A ingoiare angherie in silenzio poiché, quando ci provava a reagire, tanto s’animava per la furia del torto, che l’ingroppo delle bave pareva ucciderlo.

Gli occhi sgrillavano fuori vitrei, la faccia gli si chiazzava a panna e mirtillo, ch’era uno spavento.

Certo Sasà quando l’aveva visto morto alla Villa, ancora appeso al ramo – con un pennacchio arancione che gli passeggiava sul naso per via che c’era vento di ponente – l’aveva notato un certo sorrisetto di soddisfazione sulla bocca di Pisanò.

Lui, che sempre accucciate le teneva le labbra, e mai un sorriso, sempre ingrugnito, pure s’era un brav’uomo, sempre solitario come i cani quando assaggiano il bastone sulle ossa della schiena.

Certo se il motivo del suicidio era quello che si mormorava…

Il tarlo del dubbio si faceva strada nella testa di Sasà Azzarello con perfidia sottile: … ma forse non lo era e allora… ma poteva anche… sebbene… e in tal caso… che pensare? uhmmmmm… ehmmmmm maaaah…

In simili interrogativi per trentanni Sasà Azzarello s’era mangiuliàto il cervello. Questo di torturarsi, infatti, per poi commiserarsi era uno dei suoi più felici talenti.

Alla fine, però, Sasà se n’usciva riconfermando l’autorevolezza di quella soccorrevole provvida trovata filosofica ch’era il Dubbio, colonna portante di tutta la sua vita.
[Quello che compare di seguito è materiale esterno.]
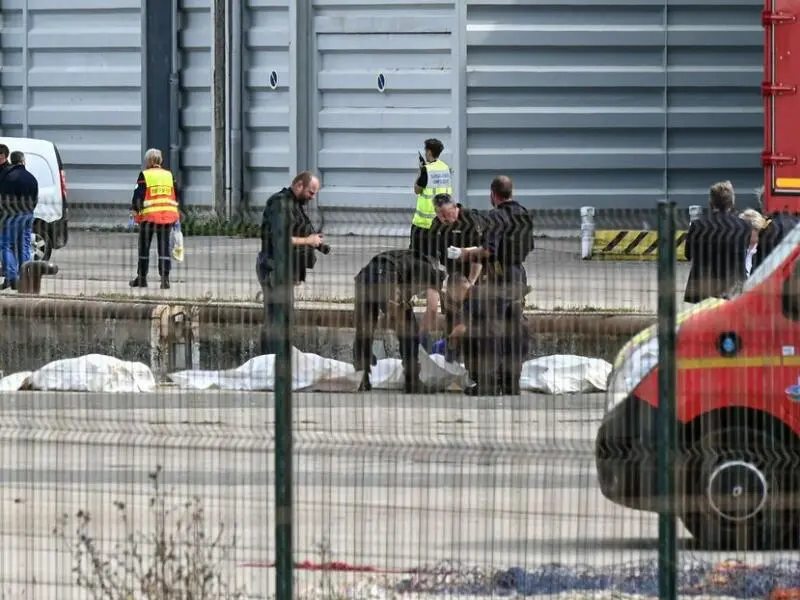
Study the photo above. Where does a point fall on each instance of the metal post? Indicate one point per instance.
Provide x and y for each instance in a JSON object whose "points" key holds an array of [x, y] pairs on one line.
{"points": [[219, 159], [667, 383], [587, 231], [281, 327], [236, 86], [175, 97]]}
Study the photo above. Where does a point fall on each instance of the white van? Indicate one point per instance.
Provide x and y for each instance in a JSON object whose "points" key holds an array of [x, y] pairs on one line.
{"points": [[50, 216]]}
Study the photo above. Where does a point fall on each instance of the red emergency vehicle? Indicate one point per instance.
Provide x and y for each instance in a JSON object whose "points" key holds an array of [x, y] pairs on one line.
{"points": [[781, 91], [738, 412]]}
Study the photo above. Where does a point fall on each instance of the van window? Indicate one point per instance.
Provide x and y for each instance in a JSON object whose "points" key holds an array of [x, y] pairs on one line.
{"points": [[790, 299], [39, 168], [773, 261]]}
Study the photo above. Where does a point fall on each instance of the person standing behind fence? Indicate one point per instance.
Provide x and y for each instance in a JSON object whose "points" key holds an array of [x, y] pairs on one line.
{"points": [[20, 194], [304, 241], [716, 245], [434, 178], [4, 164], [156, 208]]}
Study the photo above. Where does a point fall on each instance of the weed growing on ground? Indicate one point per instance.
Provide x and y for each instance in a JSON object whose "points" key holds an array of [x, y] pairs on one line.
{"points": [[176, 560]]}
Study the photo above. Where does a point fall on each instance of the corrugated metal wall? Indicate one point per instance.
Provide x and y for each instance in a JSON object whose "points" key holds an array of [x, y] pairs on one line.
{"points": [[603, 102], [266, 101], [368, 136], [609, 102], [72, 74], [194, 41]]}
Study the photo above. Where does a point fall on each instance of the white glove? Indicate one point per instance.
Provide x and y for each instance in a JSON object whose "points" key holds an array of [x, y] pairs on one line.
{"points": [[453, 252]]}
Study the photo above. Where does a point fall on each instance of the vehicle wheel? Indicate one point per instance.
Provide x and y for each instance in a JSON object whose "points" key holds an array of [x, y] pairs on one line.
{"points": [[739, 490], [41, 244]]}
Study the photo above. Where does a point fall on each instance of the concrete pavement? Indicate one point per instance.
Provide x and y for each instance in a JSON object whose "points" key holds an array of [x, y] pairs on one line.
{"points": [[388, 480], [101, 263]]}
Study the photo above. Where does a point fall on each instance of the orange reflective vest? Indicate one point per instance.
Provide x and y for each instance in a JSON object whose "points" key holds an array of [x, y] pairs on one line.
{"points": [[160, 202]]}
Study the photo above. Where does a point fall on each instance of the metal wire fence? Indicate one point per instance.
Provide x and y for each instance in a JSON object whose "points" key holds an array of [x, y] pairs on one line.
{"points": [[138, 433]]}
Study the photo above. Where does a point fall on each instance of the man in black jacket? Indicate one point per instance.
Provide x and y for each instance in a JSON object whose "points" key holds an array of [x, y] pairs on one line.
{"points": [[460, 227], [19, 194], [304, 242], [497, 340], [778, 226], [386, 285], [716, 245]]}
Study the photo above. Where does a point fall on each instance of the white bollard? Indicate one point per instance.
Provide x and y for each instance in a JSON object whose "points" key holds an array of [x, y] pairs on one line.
{"points": [[587, 231]]}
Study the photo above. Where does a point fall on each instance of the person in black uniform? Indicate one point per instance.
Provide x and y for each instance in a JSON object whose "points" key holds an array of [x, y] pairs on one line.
{"points": [[779, 224], [460, 227], [497, 342], [716, 245], [386, 285], [305, 241]]}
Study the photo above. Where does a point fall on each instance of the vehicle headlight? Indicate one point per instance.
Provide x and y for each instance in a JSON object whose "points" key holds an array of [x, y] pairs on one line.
{"points": [[636, 366]]}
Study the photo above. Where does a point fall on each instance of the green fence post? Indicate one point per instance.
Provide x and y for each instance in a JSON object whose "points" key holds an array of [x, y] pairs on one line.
{"points": [[667, 382], [282, 329]]}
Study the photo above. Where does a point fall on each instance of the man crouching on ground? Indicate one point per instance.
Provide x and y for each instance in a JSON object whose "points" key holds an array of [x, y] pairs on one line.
{"points": [[387, 284]]}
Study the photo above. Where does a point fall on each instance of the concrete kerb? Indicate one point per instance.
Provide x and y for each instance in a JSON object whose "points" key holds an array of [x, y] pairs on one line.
{"points": [[193, 335]]}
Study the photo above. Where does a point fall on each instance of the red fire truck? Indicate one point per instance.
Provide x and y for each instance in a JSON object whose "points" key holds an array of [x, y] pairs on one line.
{"points": [[781, 91]]}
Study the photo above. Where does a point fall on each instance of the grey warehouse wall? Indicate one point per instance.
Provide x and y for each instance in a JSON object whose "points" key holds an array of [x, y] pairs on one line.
{"points": [[614, 103]]}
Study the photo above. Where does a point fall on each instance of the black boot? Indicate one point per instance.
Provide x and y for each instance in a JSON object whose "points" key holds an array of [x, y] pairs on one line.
{"points": [[510, 384]]}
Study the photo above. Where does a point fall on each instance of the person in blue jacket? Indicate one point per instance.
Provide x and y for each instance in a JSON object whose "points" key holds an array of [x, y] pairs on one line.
{"points": [[19, 194]]}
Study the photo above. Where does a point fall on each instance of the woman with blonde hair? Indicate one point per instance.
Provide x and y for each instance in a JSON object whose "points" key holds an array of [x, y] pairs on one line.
{"points": [[757, 223]]}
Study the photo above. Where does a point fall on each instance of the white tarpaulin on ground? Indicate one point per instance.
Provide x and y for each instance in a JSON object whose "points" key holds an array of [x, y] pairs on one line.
{"points": [[14, 382], [309, 372], [93, 373], [565, 374], [559, 374]]}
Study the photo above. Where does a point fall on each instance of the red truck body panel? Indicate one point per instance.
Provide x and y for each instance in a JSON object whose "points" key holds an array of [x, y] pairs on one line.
{"points": [[781, 91]]}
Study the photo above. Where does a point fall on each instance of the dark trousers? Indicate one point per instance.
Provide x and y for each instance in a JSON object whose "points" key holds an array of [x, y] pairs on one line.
{"points": [[374, 295], [497, 339], [419, 240], [146, 233], [270, 332], [269, 339]]}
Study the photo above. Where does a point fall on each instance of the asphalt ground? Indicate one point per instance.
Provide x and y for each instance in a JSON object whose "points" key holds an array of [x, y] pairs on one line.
{"points": [[388, 480], [101, 264]]}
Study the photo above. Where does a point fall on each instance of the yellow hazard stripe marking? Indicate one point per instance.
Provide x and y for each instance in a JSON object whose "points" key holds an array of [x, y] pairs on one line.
{"points": [[621, 244], [788, 182], [738, 362]]}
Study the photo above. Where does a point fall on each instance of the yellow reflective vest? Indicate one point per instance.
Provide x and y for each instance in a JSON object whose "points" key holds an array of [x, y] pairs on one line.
{"points": [[160, 202], [439, 182]]}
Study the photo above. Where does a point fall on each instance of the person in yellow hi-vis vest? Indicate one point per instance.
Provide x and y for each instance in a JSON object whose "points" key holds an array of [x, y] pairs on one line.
{"points": [[155, 207], [434, 178]]}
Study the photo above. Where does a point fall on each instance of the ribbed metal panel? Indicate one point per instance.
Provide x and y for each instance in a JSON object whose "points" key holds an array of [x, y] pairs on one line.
{"points": [[195, 115], [613, 103], [267, 99], [72, 74], [368, 139]]}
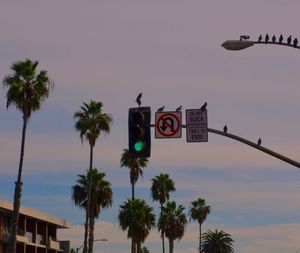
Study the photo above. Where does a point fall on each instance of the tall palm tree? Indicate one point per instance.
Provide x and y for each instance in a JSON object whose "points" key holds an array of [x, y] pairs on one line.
{"points": [[91, 121], [162, 185], [137, 218], [27, 89], [199, 211], [173, 221], [101, 197], [135, 166], [217, 242]]}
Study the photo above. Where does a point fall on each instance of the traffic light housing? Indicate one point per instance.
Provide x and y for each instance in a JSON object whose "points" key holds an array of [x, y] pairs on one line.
{"points": [[139, 123]]}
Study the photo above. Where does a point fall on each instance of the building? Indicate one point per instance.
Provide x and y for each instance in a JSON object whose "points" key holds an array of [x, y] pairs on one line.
{"points": [[37, 232]]}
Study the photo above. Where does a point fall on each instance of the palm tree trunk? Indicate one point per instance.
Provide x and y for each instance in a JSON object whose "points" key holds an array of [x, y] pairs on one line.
{"points": [[91, 233], [18, 191], [199, 238], [138, 247], [171, 246], [86, 229], [88, 205], [132, 190], [132, 239], [163, 232]]}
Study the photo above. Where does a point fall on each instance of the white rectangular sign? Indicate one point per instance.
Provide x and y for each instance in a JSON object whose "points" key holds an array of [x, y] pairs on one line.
{"points": [[196, 125]]}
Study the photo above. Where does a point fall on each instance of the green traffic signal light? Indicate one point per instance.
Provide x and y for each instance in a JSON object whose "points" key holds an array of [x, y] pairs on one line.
{"points": [[139, 146], [139, 123]]}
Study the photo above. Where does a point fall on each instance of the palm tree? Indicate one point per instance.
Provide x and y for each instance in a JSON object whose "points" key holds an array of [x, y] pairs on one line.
{"points": [[27, 89], [173, 221], [199, 211], [217, 242], [135, 165], [137, 218], [101, 197], [91, 121], [162, 185]]}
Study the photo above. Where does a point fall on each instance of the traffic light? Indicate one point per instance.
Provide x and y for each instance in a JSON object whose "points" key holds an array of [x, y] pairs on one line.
{"points": [[139, 123]]}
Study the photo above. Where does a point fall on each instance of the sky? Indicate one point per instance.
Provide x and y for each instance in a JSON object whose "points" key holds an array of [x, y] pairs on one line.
{"points": [[110, 51]]}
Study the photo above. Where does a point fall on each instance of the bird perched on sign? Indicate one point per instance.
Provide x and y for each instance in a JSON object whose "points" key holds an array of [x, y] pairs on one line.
{"points": [[295, 42], [267, 38], [289, 39], [259, 38], [259, 142], [160, 109], [179, 108], [280, 38], [138, 99], [203, 107]]}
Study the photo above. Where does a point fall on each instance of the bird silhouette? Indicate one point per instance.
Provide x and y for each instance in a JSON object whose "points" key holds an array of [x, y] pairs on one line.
{"points": [[289, 39], [138, 99], [160, 109], [295, 42], [179, 108], [259, 142], [259, 38], [203, 107], [267, 38], [280, 38]]}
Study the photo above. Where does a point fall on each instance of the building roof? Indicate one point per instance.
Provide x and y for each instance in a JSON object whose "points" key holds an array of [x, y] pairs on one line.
{"points": [[7, 206]]}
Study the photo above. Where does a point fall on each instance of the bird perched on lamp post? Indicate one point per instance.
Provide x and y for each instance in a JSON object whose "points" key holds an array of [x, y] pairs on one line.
{"points": [[203, 107], [138, 99]]}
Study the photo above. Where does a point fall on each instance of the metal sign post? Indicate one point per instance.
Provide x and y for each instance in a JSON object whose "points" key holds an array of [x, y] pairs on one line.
{"points": [[196, 125]]}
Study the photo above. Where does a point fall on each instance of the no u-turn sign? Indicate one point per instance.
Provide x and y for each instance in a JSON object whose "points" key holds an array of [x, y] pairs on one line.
{"points": [[168, 125]]}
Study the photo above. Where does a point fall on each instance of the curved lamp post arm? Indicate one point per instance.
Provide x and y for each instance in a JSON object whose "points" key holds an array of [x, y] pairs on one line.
{"points": [[235, 45], [254, 145]]}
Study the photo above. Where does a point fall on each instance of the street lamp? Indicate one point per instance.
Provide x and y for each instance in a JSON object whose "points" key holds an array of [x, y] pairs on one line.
{"points": [[244, 42], [96, 240]]}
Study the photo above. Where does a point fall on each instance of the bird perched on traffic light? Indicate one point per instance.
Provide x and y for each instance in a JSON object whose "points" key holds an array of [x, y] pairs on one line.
{"points": [[267, 38], [259, 38], [138, 99], [280, 38], [179, 108], [289, 39], [203, 107], [160, 109], [295, 42], [259, 142]]}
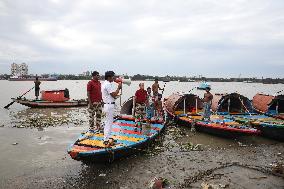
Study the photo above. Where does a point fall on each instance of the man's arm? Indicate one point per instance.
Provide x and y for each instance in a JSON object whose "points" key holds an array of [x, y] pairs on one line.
{"points": [[89, 98], [115, 93]]}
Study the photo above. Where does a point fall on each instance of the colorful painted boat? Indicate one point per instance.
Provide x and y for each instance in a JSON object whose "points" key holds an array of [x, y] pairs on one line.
{"points": [[270, 127], [233, 104], [269, 105], [181, 109], [50, 104], [129, 139]]}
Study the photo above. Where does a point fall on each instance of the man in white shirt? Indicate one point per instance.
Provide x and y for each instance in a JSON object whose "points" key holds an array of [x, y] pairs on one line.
{"points": [[109, 93]]}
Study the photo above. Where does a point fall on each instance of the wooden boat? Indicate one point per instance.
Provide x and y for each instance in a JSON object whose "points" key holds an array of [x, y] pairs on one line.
{"points": [[178, 105], [233, 104], [129, 139], [270, 127], [269, 105], [50, 104], [52, 99], [203, 86], [181, 109]]}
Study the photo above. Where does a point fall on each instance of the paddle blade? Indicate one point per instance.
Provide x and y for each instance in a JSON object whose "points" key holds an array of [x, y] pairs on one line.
{"points": [[8, 105]]}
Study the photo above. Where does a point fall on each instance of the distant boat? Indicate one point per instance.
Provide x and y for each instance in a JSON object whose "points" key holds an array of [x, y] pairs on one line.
{"points": [[17, 78], [203, 86]]}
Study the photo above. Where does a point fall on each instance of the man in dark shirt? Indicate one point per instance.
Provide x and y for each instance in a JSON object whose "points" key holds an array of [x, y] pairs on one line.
{"points": [[95, 101], [37, 88], [207, 101], [140, 100]]}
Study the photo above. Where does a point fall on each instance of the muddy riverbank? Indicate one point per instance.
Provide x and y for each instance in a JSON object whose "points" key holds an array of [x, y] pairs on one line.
{"points": [[34, 149], [39, 160]]}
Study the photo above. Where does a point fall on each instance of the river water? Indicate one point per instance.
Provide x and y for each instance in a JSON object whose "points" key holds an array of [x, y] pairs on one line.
{"points": [[34, 143]]}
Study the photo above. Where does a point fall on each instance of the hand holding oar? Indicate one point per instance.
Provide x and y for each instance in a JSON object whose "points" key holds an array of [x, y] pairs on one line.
{"points": [[7, 106]]}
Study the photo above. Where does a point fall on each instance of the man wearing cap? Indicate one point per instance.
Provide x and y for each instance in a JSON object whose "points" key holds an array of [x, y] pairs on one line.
{"points": [[156, 87], [109, 93], [95, 101], [207, 101]]}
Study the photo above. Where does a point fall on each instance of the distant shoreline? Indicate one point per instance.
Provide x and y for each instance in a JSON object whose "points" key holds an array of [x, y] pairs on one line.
{"points": [[139, 77]]}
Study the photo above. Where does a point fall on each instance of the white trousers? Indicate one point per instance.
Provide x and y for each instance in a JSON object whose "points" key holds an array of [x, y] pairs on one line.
{"points": [[109, 113]]}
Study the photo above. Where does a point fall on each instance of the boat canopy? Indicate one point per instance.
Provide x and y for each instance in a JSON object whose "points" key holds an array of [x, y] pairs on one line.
{"points": [[127, 107], [269, 104], [183, 103], [233, 103]]}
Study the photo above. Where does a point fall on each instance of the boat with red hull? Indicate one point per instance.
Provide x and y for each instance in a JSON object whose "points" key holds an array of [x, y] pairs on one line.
{"points": [[186, 110]]}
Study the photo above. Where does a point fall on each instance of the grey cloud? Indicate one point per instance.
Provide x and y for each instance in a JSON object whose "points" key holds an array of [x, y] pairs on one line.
{"points": [[184, 37]]}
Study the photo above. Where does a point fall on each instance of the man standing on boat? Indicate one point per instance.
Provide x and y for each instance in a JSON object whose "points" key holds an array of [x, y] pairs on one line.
{"points": [[95, 101], [109, 94], [37, 88], [140, 100], [156, 88], [207, 102]]}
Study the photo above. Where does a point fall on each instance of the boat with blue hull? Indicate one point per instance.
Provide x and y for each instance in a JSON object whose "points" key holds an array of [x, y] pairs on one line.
{"points": [[128, 138]]}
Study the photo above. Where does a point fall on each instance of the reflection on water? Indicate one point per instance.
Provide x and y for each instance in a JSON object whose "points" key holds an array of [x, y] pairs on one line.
{"points": [[40, 118]]}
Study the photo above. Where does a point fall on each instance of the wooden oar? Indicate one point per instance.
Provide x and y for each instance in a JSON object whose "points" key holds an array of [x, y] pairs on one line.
{"points": [[165, 83], [8, 105]]}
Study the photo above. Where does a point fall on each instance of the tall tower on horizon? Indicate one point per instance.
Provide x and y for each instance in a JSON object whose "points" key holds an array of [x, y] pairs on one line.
{"points": [[19, 69]]}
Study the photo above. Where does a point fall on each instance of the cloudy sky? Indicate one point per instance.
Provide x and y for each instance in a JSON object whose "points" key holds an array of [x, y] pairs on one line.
{"points": [[212, 38]]}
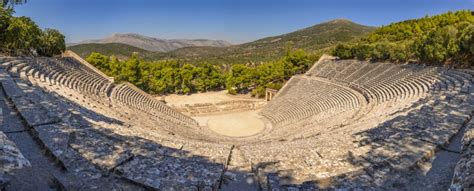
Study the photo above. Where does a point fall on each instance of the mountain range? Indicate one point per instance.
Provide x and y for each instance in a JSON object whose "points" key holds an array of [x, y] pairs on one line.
{"points": [[314, 39], [155, 44]]}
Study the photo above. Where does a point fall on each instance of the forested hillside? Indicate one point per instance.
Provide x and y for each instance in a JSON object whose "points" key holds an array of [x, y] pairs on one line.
{"points": [[119, 50], [21, 35], [446, 39], [169, 76]]}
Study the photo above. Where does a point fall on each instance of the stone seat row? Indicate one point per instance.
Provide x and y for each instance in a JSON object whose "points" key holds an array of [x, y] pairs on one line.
{"points": [[94, 85], [90, 153]]}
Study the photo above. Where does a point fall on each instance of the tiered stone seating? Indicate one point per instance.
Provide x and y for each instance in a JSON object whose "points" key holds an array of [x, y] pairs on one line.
{"points": [[343, 124], [11, 159], [90, 145], [463, 178]]}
Pietra miliare dei suoi mutevoli aleatori principî.

Principî – politici etici estetici – che comunque vergognosamente ignominiosamente mutassero ogni frazione di secondo, avevano pur sempre una motivazione solenne, un aition nobilissimo, una ragione filosofica: il Dubbio.

E Sasà sulla filosofia del Dubbio c’era campato per una vita.

Per esempio, sempre a proposito del Pisanò, aveva concluso: «… E se anche l’abbia fatto per affermare il suo legittimo naturale talento virile (questa periegetica peripezia di parole valeva a dire: vederselo attisare, il coso), non è un ottimo motivo?»

Questo, dopo avere sostenuto un attimo prima, medesimo il piglio, medesimo il convincimento, ch’era spregevole solo pensarlo.

Ecco come la poetica del Dubbio soccorreva Sasà Azzarello in tutti gli accadimenti accidenti incidenti nei quali la sua debilità d’animo si faceva notare col boato d’un vulcano quando prepara l’eruzione sottoterra…

Sasà Azzarello era per natura così. Sosteneva e negava, affermava e smentiva, implorava e sdegnava, esaltava e disprezzava… Tutto questo a un tempo medesimo.

Non che fosse un fatto di sudditanza alle altrui opinioni, a fargli cambiare idea sic et simpliciter. O un fatto di suggestione. No.

Sasà era stato suddito solo di suo padre, Cornelio Azzarello, e delle sue opinioni ma senza avvedersene, o almeno facendo finta di non capirla quella maledetta dannata inclinazione a obbedirgli, pure se faceva la scena delle ribellioni, delle crisi generazionali.

Quel bisogno assoluto di rispettarli i comandi del padre, d’offrirglisi ubbidiente, come una pecorella che va al macello, un piccolo belato ogni tanto, che lui magnificava chiamandolo conflitto!

Quella sottomissione totale, in ultimo, anche quando aveva dovuto sacrificare l’Ada, la friulana per cui s’era ammattito a Padova. L’unica creatura che avesse amato in tutta la vita.

Del cui ricordo era vissuto, e sopravvissuto alle torture di Maddalenina che lo stimava un verme, un inetto buono solo a dire bestialità, a farsi sfottere.

Ma l’aveva poi amata davvero l’Ada, Sasà?… s’era incaponito poi che l’aveva trovata come l’aveva trovata?… era stato un fatto di pazzia?… un focolaio di schizofrenia?… gli aveva fatto l’incantesimo quella creatura solenne come le statue nelle chiese?… oppure la fattura gli aveva fatto come sosteneva, a suo tempo, la zia Carolina?